Centrão pressiona governo por mais gastos públicos
Governo reconhece que precisará fazer acenos e conceder vitórias aos parlamentares para consolidar a aliança
Mais novo aliado do presidente Jair Bolsonaro, o bloco de partidos chamado de Centrão quer um governo mais "gastador" e promete pressionar a equipe econômica para abrir os cofres por meio de propostas no Congresso.

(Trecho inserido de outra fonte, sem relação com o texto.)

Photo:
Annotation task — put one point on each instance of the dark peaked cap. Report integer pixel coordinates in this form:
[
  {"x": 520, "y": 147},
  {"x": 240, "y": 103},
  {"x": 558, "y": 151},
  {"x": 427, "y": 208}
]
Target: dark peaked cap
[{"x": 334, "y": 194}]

A ala política do governo reconhece que precisará fazer acenos e conceder vitórias aos parlamentares para consolidar a aliança.
A ordem até o momento, no entanto, é evitar uma "flexibilização radical" que coloque em xeque a agenda liberal e de austeridade do ministro da Economia, Paulo Guedes. Um "cavalo de pau" na economia neste momento poderia significar o desembarque de Guedes, o que só arranharia a imagem do governo Bolsonaro enquanto o presidente ainda busca sobreviver às crises econômica e política deflagradas pela pandemia do novo coronavírus e pelas acusações de tentativa de interferência na Polícia Federal.

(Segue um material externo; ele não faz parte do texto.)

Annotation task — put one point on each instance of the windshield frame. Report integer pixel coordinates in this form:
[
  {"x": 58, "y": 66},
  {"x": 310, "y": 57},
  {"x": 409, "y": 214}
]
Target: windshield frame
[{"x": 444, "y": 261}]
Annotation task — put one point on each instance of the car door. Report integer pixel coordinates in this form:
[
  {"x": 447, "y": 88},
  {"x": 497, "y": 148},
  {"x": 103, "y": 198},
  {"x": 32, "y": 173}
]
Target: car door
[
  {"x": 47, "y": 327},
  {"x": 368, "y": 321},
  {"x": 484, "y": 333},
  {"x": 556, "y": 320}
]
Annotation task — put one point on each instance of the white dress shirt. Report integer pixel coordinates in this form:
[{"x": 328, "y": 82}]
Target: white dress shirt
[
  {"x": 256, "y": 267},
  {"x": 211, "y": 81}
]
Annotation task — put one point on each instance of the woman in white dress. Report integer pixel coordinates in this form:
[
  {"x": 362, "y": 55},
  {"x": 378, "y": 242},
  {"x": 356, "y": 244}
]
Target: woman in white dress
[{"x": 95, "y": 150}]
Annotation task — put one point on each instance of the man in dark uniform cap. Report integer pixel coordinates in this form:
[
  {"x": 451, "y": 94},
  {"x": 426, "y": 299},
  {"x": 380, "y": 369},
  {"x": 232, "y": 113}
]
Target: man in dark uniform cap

Nas últimas semanas, Guedes recebeu em diferentes ocasiões o respaldo público do presidente após ter entrado na mira do "fogo amigo" por insistir no discurso de manutenção da política de ajuste fiscal na fase pós-crise. Mas o Centrão, fortalecido por Bolsonaro, que precisa do apoio do grupo para escapar de um eventual processo de impeachment, deve continuar buscando a aprovação de medidas de seu interesse no Congresso, ainda que isso signifique entrar em embate com Guedes.
Técnicos da área econômica reconhecem que o ingresso do Centrão na base do governo pode acabar abrindo a porteira para gastos que, em tese, nem caberiam no Orçamento. Alguns focos de atuação do bloco de partidos têm sido as tentativas de tornar permanente o auxílio emergencial de R$ 600 a informais e de ampliar o valor do benefício pago a empregados com carteira assinada afetados por redução de jornada e salário ou suspensão de contratos.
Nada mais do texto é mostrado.